To sum things up, we seem to be able to handle much more volume for assistance on upper body training than bar-loaded lower body training. This is probably because the axial loads from squat and deadlift cause much more systemic stress/neural fatigue than the upper body work. So applying the very high rep protocol on those lifts presents issues with recovery, in most cases, when operating within the framework of the 5thSet methodology. We've experimented and run into the same issue time and time again.

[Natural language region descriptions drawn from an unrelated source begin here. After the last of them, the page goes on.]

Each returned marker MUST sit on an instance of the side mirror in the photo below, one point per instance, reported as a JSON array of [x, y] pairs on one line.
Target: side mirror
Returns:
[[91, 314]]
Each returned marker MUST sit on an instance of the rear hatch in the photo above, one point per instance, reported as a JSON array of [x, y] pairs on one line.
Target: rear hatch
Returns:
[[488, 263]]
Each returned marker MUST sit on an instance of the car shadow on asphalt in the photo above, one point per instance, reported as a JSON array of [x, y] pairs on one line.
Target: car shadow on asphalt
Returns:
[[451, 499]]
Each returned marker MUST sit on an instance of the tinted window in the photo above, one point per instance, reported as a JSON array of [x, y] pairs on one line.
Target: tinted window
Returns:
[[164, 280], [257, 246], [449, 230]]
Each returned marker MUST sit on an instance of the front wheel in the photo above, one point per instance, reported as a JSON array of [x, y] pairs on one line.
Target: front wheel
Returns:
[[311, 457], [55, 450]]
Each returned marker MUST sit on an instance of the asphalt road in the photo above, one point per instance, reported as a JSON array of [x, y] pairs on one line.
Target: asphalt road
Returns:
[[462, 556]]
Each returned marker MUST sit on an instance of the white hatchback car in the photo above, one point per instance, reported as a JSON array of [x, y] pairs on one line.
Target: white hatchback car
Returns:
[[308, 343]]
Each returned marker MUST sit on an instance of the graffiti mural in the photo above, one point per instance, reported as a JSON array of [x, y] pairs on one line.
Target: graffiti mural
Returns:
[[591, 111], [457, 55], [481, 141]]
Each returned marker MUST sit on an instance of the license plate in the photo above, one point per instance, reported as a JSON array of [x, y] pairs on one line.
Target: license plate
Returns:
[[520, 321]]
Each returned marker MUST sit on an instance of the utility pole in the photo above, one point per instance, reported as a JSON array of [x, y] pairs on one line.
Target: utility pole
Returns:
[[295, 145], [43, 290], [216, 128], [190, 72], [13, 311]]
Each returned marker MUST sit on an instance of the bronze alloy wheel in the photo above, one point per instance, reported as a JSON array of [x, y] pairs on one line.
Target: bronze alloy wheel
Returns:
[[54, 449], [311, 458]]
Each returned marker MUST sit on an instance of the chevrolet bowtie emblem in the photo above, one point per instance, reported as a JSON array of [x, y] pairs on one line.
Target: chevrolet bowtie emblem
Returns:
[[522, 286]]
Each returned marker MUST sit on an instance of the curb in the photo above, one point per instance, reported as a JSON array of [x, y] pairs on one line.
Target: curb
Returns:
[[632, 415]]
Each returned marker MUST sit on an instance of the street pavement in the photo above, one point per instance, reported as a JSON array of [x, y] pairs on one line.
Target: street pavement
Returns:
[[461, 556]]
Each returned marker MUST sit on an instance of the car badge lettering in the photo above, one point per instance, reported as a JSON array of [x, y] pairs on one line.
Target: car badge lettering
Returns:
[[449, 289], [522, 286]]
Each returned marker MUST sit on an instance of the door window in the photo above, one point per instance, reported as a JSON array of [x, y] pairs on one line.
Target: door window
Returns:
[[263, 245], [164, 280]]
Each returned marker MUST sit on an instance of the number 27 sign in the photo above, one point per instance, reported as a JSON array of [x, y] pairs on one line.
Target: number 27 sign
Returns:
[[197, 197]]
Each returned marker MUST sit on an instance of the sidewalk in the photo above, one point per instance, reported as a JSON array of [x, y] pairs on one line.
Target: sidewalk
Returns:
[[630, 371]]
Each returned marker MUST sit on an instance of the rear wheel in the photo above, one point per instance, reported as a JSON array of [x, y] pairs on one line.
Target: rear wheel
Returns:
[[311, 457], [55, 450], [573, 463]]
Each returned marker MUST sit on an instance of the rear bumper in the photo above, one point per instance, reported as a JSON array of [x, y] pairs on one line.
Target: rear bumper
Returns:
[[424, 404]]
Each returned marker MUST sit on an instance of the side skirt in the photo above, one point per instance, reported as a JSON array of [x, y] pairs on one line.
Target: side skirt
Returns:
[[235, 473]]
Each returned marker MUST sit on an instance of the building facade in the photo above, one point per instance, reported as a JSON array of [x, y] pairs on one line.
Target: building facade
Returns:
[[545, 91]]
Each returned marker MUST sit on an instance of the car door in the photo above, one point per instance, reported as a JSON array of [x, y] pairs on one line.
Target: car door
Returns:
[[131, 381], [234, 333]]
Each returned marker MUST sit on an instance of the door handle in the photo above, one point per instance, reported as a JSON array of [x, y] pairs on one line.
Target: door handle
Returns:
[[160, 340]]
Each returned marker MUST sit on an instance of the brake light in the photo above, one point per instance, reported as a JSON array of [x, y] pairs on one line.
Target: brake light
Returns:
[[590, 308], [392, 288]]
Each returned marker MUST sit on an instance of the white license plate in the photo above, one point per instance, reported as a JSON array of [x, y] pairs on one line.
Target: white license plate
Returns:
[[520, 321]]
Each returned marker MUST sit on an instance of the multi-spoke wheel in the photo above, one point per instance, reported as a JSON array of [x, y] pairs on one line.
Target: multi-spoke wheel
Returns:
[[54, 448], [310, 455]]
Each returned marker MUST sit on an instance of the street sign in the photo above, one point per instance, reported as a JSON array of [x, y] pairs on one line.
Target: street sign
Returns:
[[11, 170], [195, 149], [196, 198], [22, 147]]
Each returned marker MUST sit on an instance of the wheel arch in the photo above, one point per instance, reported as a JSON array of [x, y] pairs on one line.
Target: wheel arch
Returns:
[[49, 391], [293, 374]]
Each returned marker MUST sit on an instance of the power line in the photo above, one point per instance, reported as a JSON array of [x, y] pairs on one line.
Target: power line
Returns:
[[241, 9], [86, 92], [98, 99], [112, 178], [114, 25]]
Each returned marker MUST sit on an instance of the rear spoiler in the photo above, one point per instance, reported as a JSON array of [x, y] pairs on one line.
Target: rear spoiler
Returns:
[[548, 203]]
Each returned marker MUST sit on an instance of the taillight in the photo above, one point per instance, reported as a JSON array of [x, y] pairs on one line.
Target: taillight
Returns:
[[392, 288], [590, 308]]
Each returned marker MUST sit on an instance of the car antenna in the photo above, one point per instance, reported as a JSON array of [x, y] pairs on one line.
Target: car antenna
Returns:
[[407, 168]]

Luckily that does not present an obstacle for 5thSet lifters, because the same needs can be easily addressed on any lift at any time, using the 75% 5thSet protocol. To learn more about that and all the other new protocols, grab a copy of Evolutions here on Elitefts, today.


Failed Experiment #2

6thSet — A Second AMRAP

Maybe the most easily identifiable piece of the 5thSet puzzle and a cornerstone of the methodology is the AMRAP. You've probably seen some 5thSet titans on the internet, battling each other, week after week, for the most reps on their AMRAP. But, like any useful tool, an AMRAP can easily be mishandled.

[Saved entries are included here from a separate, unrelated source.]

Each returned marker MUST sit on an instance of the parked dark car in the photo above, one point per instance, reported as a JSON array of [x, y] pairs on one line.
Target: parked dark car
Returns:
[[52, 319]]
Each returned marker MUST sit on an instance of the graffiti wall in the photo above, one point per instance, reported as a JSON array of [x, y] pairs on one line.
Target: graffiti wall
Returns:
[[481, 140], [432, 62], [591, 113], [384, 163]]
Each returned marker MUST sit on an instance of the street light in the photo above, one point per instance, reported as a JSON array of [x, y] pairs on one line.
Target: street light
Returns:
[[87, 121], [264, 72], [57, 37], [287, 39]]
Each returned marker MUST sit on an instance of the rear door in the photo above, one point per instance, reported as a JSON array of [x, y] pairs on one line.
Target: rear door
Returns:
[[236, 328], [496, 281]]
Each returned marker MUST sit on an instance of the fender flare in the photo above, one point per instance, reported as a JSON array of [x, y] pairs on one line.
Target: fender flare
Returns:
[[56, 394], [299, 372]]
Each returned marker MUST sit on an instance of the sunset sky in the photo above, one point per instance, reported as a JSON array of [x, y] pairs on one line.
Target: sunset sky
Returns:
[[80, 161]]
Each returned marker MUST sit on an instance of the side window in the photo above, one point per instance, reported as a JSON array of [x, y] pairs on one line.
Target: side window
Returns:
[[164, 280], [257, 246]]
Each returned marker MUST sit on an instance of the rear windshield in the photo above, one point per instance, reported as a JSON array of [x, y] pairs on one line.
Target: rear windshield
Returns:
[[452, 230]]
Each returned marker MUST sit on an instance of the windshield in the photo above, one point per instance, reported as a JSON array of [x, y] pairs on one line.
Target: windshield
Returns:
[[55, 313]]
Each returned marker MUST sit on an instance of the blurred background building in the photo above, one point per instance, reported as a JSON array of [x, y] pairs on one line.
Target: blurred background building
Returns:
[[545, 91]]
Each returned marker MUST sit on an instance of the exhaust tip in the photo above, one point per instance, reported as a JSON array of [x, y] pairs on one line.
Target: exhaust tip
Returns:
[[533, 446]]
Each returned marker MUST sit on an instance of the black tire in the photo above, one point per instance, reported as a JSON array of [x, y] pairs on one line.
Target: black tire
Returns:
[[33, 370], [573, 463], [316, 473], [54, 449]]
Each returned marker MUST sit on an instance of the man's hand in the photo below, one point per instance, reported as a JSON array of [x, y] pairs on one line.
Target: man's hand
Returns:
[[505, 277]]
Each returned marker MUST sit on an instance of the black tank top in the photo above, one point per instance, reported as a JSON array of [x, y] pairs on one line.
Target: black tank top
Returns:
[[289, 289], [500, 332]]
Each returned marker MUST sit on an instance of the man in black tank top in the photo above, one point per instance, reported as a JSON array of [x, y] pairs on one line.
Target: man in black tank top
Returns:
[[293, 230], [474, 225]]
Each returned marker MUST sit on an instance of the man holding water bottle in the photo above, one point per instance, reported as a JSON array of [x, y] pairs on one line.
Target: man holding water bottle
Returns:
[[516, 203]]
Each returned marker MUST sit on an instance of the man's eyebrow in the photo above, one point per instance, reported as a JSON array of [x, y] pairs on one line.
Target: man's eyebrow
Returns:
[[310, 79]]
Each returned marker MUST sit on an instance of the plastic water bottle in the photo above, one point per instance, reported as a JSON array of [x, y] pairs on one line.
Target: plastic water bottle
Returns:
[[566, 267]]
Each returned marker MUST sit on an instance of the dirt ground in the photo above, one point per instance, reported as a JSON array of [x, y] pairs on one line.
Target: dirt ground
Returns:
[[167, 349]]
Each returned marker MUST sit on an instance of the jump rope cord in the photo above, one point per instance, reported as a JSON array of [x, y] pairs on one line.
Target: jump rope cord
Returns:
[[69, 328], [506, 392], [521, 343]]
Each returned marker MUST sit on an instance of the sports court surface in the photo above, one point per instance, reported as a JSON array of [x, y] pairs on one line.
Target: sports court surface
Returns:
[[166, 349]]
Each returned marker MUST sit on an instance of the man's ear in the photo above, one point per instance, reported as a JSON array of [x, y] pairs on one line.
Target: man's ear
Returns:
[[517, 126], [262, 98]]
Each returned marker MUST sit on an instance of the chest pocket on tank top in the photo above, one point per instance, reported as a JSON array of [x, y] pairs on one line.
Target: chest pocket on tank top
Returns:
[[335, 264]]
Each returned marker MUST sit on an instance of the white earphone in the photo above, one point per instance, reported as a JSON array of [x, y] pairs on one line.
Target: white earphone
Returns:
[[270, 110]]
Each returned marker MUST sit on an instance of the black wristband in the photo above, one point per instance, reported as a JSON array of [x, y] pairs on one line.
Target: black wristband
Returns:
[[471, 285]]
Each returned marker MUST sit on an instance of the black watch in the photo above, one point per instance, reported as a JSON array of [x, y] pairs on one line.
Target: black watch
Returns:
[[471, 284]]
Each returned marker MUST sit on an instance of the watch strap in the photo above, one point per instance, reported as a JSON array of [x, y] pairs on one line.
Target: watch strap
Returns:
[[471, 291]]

Some lifters try to push their AMRAPs beyond their own threshold for technical breakdown. This is a really bad idea. Garbage technique in training breeds garbage technique in competition and both of those propositions put the lifter at risk for injury and minimize efficiency in execution.

Others will not even run the method correctly, just doing some arbitrary number of sets of doubles or triples at whatever percentage and then they will follow that with an AMRAP.

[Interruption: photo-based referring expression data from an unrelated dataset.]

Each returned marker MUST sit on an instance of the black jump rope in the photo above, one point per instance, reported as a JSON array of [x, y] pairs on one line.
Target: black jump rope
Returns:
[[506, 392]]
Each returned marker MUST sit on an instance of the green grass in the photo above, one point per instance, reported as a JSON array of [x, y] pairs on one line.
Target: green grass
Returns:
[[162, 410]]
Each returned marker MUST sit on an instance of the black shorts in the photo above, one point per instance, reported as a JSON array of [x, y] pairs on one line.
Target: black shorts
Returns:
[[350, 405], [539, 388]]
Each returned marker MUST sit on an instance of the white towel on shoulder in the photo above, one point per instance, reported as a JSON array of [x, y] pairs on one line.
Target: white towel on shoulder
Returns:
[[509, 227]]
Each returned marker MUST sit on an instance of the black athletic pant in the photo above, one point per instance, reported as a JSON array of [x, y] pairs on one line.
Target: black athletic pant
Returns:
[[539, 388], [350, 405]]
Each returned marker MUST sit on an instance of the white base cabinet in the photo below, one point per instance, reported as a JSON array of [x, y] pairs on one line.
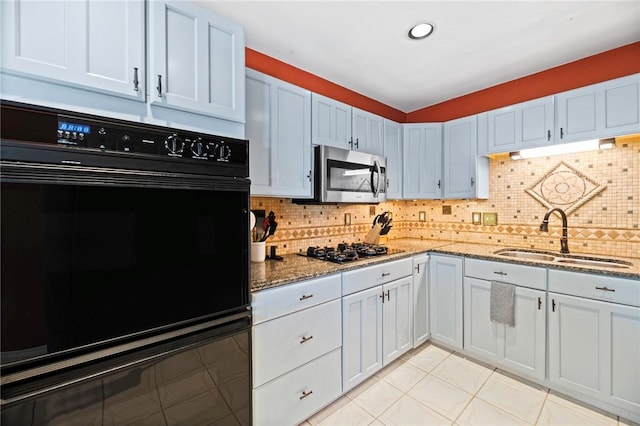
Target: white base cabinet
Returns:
[[296, 344], [445, 299], [295, 396], [377, 326], [594, 339], [520, 349], [420, 299]]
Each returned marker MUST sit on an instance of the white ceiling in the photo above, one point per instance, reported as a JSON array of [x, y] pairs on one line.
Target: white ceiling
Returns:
[[363, 45]]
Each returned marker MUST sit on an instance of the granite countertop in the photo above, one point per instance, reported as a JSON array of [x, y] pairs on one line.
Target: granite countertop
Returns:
[[293, 267]]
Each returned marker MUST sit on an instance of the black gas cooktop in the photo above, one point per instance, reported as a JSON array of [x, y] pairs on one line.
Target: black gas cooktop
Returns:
[[346, 252]]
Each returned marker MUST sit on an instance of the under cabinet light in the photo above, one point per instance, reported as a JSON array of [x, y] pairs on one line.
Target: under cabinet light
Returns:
[[420, 31], [566, 148]]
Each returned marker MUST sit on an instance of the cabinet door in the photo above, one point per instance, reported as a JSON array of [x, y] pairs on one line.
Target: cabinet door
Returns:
[[523, 347], [331, 122], [480, 333], [196, 60], [420, 300], [422, 175], [393, 152], [576, 350], [368, 132], [525, 125], [607, 109], [65, 42], [279, 131], [397, 314], [460, 156], [445, 299], [361, 336], [520, 348]]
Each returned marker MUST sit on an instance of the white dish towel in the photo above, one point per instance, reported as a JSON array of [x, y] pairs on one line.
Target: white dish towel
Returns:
[[503, 297]]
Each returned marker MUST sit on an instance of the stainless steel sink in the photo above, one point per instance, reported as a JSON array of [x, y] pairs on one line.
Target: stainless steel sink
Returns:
[[563, 259], [607, 263]]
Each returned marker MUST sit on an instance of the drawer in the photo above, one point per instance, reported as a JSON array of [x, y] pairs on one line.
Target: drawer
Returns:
[[285, 343], [522, 275], [600, 287], [292, 398], [372, 276], [275, 302]]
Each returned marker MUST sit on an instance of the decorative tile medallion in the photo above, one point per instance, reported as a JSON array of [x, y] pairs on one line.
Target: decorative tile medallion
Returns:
[[565, 187]]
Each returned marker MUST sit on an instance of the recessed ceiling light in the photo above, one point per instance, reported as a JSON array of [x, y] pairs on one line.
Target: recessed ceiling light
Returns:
[[420, 31]]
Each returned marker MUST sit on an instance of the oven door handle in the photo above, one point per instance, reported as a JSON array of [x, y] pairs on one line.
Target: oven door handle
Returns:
[[377, 171]]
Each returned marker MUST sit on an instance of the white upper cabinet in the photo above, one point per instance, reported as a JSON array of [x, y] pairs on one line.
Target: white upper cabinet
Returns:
[[95, 45], [524, 125], [196, 60], [602, 110], [279, 131], [393, 152], [466, 175], [340, 125], [422, 176], [368, 132]]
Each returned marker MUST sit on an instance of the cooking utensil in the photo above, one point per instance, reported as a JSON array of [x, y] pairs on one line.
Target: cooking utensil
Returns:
[[385, 229]]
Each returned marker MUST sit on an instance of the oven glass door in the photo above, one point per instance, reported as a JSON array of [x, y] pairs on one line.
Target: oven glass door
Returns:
[[83, 264]]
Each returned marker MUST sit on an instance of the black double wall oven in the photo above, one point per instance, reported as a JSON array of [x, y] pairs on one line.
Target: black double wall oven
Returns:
[[124, 274]]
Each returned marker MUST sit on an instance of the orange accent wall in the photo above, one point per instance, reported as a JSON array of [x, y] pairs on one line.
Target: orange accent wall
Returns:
[[583, 72], [275, 68], [604, 66]]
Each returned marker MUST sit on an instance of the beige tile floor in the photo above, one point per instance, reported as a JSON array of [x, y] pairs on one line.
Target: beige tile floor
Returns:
[[434, 386]]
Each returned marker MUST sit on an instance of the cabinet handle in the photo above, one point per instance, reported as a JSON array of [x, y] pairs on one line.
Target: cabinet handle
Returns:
[[159, 86], [135, 79], [305, 394]]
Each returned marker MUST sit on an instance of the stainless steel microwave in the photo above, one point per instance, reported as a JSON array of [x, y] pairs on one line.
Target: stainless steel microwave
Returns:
[[344, 176]]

Dumb, dumb, dumb. And the results speak for themselves.

Obviously, neither of the scenarios listed above meet the criteria for an experiment I mentioned at the beginning of this article. But what about a second AMRAP? It's not the craziest idea in the world. If the sets are terminated prior to tech breakdown, it stands to reason that a second AMRAP could provide a little more of the same benefit as the first.

So for a while, I tested using a second AMRAP as an option, in place of an MSM (mechanically similar movement), after the main work. The results can be easily summarized: lifters kept getting hurt.

MSMs seem to work best when partial range of motion movements are used which eliminate or minimize the portion of the lift that puts the lifter at the most risk for injury.

Board presses are a great example of a way an MSM can be an effective means to load more volume, specific to a given lift, without much-increased risk for injury. This makes them a much better choice for MSM than another AMRAP. There are similar MSM options for each competition lift, where the benefits outweigh the risk for injury.

So, the second AMRAP experiment was eventually abandoned.

The moral of the story is stick to the script. If you're thinking of it, I've probably already thought of it. The method works exceedingly well without going outside of the rules and the new book gives enough options to ensure you'll never get bored or stall out. So why mess with a good thing?